Accordingly, and for the reasons and the substantial change in context, which I have already set out, the Government has tabled a motion to reflect the consideration needed before the House passes such a Bill.
Our key concerns to be examined are summarised as follows:
- In the light of Ireland’s commitments in the European Pact on Immigration and Asylum at the European Council where there is a specific commitment “to use only case by case regularisation, rather than generalised regularisation under national law, for humanitarian or economic reasons”, to ensure that our negotiations position with the EU on retaining the Common Travel Area is not weakened in the context of the UK’s decision to leave the European Union;
- To allow for the commencement of the International Protection Act which replaces the time consuming, multi-layered sequential applications system with a new single applications procedure in compliance with international standards, designed to address the issue of the length of time people spend in the protection system and to deliver determinations of applications within a shorter time frame:
- To provide for the completion of the implementation of the recommendations of the “Working Group Report to the Government on Improvements to the Protection Process, including Direct Provision and other supports” which already addresses the position of international protection applicants who are the subject of this Bill;
- In order to consider in detail any discrimination resulting from the different treatment of categories of applicants prescribed by the Bill which would have to be justified by objectively sustainable, and not arbitrary, reasons in order to be constitutionally complaint.
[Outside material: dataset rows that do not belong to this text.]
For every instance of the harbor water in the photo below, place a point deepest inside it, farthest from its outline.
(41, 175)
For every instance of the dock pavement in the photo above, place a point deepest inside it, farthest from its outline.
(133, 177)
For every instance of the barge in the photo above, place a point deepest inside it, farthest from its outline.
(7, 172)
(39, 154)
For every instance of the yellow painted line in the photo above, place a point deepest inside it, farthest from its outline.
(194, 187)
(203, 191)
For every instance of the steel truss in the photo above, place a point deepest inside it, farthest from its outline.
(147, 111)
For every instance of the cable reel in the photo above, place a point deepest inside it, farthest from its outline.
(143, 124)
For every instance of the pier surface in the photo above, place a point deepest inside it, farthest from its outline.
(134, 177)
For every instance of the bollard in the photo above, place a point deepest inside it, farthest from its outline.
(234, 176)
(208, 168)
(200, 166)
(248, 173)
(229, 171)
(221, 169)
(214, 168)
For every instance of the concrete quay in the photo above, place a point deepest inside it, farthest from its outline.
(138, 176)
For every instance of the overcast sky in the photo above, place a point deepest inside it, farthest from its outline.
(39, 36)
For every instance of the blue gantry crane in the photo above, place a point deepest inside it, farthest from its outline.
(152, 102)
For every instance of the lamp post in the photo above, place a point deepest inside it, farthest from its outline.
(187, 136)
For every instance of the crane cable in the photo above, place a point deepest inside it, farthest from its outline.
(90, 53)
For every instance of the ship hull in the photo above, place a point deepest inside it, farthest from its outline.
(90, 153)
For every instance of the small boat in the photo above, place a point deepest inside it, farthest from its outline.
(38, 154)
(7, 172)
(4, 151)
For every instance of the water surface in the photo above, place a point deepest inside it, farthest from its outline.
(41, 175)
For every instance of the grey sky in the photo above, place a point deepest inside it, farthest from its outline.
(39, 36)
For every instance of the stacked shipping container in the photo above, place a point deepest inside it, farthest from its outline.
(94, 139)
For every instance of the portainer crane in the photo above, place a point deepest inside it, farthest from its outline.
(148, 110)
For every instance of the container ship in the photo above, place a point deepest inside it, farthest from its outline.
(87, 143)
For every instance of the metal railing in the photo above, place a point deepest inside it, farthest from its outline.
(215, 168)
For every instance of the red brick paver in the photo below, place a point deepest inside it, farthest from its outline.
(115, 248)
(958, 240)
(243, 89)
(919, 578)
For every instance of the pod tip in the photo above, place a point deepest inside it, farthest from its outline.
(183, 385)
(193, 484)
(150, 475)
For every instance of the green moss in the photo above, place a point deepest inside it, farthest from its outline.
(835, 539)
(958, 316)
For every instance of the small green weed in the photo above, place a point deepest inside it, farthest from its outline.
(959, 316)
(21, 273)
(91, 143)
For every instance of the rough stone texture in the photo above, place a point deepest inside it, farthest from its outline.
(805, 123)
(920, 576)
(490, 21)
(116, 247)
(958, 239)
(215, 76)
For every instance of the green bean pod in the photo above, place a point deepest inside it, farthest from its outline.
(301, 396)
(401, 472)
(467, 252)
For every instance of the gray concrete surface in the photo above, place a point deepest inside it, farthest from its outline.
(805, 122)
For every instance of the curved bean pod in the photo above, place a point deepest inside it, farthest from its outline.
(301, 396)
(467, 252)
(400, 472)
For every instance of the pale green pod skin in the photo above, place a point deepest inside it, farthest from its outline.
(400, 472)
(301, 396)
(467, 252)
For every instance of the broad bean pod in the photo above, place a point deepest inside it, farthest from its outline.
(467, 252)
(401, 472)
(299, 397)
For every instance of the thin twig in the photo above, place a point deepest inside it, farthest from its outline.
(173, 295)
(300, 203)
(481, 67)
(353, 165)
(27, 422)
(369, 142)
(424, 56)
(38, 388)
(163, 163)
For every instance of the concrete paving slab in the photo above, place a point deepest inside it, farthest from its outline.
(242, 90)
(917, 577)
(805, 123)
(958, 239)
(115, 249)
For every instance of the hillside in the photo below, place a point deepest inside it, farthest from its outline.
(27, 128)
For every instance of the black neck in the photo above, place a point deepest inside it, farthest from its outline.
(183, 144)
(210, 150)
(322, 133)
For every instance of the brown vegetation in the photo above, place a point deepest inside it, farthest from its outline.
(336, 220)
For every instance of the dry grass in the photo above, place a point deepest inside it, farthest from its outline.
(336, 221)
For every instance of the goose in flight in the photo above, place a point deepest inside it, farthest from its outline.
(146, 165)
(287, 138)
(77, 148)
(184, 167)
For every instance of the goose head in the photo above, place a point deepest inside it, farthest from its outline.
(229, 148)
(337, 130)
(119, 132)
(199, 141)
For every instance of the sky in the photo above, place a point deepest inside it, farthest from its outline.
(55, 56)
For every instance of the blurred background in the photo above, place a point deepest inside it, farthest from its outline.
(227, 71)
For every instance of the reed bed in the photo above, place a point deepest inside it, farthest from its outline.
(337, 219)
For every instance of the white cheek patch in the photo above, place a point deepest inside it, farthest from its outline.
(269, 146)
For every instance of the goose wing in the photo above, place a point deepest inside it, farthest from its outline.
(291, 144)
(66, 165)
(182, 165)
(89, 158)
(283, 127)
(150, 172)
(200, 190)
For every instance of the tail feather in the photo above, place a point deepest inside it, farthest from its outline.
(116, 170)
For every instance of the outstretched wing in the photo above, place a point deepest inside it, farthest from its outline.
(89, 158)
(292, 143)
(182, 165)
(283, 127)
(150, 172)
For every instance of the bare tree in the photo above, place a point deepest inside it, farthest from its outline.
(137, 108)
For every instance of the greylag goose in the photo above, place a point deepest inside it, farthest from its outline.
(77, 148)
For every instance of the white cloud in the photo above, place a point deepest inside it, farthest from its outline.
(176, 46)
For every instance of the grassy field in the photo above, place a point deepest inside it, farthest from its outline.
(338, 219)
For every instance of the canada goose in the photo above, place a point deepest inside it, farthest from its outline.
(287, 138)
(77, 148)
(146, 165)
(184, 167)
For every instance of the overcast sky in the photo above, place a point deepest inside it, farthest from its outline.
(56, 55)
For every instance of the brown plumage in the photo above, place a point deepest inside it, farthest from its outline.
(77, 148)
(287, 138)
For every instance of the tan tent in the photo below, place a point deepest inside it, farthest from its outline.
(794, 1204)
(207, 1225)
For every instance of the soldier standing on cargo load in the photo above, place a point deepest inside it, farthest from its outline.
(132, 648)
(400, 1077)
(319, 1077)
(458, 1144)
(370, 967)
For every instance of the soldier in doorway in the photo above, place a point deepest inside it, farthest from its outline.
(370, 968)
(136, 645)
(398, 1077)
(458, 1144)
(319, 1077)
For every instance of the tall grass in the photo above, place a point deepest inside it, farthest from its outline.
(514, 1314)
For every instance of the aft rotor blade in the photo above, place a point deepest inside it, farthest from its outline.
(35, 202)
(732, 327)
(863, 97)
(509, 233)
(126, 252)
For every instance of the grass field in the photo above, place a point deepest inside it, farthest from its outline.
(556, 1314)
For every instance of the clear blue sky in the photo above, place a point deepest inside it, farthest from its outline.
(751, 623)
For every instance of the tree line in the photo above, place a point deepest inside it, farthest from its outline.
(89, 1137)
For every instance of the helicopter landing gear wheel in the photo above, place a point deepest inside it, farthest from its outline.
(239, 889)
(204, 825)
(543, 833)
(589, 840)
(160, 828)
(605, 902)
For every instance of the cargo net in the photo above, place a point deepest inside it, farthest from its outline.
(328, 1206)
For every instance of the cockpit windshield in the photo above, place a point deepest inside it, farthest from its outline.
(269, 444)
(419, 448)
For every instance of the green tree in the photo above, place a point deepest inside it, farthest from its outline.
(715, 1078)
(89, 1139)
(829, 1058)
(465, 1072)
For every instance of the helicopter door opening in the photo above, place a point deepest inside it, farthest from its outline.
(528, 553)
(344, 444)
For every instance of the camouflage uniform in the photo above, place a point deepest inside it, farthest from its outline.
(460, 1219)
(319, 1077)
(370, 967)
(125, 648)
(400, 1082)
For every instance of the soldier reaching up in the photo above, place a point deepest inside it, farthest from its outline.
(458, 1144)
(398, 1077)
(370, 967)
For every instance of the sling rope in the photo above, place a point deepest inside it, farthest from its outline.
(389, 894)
Such a careful consideration can only result in better law. I hope that the Senators will acknowledge the significant efforts made by the Government to address longstanding and difficult issues in relation to Ireland’s protection system since this Bill was first tabled in 2014. The radical actions taken to address the length of time have had a hugely positive impact on those people whose interests are addressed in this Bill. The original context in which this Bill was introduced is no longer the case, as our actions have ensured the length of time landscape has been radically changed.
In summary, I have outlined the key policy concerns, particularly in relation to the upcoming negotiations on the Common Travel Area, why it is essential that the House agrees to the amendment to defer deliberation on this Bill at this time. In addition, the deferral will allow time for the commencement of the Single Protection procedure and to continue the ongoing process of the case by case determination of those longest in the system.
I wish to make it clear that during this period, the Senator and the House can be assured that the Government intends to proceed with its planned course of action on the implementation of the new single applications procedure and to maintaining our commitment to implementing the remaining recommendations of the Working Group on the improvements that can be made to the current protection system. I urge you to support the amended motion taking into account the major policy implications for the operation of the Common Travel Area and in the best interests of our protection process in a time of great reform and change.